Il sospetto era forte, il diretto interessato aveva già fatto intravedere qualcosa di molto buono con il pezzo “Molliche” uscito nella compilation “Apocalypse Wow” (diNotte records- Vulcanophono, dicembre 2012). Il sospetto adesso si è trasformato in certezza: il disco d'esordio di Setti è un lavoro di classe, fatto di aggraziate ballate in bilico tra leggerezza e lieve inquietudine, vivacità di pensiero e intima introspezione, immaginazione e realtà. Setti non ci vuole sconvolgere e non ci vuole mostrare possibili rivoluzioni, vuole semplicemente presentarci il piccolo spazio che si è ritagliato per sé, un piccolo cosmo tutto suo, all'interno del quale sceglie le storie da raccontarci. Un ottimo menestrello armato di chitarra, che all'occorrenza sfodera le storie più affascinanti: uomini persi nel deserto con davanti il nulla (“Deserto”), gabbiani molestatori (“Seppia”), persone che vorrebbero essere amiche ma non ci riescono, ci sono troppi silenzi, silenzi ingombranti (“George”), coppie che per quanto fuggano in altri paesi, alla fine si ritrovano sempre a pensare ai baci non dati (“Kentucky”).
C'è una bellissima immaginazione narrativa che avvolge, eccome, un'immaginazione che alla fine si riflette nella realtà universale di tutti noi. “Ahilui” nell'insieme, ricorda un po' quell'ironia sghemba di un Bugo giovane, accompagnata da un'ingenua semplicità. Ma non solo, c'è anche dell'altro. L'empatia scatta anche grazie alle piccole incursioni della chitarra elettrica riverberata di Luca Mazzieri (Wolther Goes Stranger), dalle drum-machine di Massimo Colucci e dai cori di Linda Brusiani che rendono il tutto più fresco, dinamico quando serve, mostrandoci delle piacevolissime e leggere sfumature pop surf. Sonorità, quindi, meno ancorate ai suoni più tradizionali per il genere in questione.

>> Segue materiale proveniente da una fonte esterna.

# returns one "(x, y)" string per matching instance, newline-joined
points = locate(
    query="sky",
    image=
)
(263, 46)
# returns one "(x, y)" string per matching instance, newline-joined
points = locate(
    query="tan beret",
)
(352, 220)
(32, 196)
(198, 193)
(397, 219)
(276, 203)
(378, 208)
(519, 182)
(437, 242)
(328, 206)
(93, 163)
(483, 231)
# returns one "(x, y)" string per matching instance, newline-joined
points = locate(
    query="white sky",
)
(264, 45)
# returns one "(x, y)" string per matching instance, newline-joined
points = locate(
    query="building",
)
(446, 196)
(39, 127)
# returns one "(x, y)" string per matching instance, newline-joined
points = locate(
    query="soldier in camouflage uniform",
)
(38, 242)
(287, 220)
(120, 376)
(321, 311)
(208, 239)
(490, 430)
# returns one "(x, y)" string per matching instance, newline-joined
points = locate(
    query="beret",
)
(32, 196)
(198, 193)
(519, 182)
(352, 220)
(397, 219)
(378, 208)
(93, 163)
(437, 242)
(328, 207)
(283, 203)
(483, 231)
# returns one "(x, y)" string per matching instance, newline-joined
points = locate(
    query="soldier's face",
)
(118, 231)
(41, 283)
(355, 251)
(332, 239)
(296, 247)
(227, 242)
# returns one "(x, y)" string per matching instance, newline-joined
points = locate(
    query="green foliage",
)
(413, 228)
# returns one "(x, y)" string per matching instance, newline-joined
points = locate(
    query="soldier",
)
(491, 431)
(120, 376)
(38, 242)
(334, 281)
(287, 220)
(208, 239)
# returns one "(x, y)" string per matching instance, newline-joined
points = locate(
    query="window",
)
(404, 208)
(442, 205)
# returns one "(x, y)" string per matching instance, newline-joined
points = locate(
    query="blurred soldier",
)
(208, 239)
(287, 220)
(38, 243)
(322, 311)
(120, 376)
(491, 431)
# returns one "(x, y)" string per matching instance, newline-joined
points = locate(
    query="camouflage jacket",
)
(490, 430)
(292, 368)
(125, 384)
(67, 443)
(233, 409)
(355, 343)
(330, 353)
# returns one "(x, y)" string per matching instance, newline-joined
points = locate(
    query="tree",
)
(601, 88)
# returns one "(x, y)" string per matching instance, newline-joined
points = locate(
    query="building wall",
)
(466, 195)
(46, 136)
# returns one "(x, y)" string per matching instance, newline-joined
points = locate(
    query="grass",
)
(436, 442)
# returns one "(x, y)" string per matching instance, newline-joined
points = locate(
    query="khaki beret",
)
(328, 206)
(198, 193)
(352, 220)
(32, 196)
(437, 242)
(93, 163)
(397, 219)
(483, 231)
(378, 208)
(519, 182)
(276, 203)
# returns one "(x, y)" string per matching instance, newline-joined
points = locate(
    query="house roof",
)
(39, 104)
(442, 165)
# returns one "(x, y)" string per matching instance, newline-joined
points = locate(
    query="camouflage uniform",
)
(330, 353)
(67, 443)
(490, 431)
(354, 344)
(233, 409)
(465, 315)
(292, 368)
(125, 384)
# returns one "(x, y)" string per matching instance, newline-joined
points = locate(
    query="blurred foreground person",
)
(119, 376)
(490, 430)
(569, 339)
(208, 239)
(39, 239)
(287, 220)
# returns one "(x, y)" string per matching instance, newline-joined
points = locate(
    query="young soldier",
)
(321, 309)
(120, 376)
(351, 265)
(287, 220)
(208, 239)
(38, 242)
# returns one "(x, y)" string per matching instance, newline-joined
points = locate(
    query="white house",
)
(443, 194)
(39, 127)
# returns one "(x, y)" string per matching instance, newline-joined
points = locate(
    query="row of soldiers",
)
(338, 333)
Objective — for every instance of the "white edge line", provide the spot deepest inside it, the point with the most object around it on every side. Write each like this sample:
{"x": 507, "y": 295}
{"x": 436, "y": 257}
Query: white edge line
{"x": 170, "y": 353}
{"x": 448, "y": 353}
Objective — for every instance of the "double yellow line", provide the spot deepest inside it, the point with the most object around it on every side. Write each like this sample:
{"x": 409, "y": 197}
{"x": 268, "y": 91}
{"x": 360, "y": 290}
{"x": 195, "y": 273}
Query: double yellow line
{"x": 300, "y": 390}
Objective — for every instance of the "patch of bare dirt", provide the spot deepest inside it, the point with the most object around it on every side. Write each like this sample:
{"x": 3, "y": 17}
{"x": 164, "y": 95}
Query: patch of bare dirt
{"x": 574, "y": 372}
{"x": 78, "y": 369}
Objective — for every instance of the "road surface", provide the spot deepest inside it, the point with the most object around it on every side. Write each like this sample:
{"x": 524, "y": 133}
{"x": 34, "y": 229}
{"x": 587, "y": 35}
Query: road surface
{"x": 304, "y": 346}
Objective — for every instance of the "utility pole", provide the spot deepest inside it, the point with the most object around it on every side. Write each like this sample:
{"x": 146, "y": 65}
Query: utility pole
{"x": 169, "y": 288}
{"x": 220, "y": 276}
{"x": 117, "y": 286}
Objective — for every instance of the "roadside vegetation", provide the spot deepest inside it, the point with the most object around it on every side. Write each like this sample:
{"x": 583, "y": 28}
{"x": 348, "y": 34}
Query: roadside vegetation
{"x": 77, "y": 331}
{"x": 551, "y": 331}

In definitiva, le liriche si amalgamano perfettamente con la sostanza melodica. Un bel centro pieno, merito anche dei compagni che ha scelto per questo percorso, e Jonathan Clancy (A Classic Education, His Clancyness) che si è occupato della masterizzazione, donando l'impeccabile veste lo-fi all'intera economia del disco. Questa volta non ci sono vie di mezzo: bisogna amare “Ahilui”. Perché è un piccolo diario di viaggio esistenziale suggestivo, a volte surreale a volte fin troppo reale, ma sempre sincero chiaro e nitido. Aria fresca.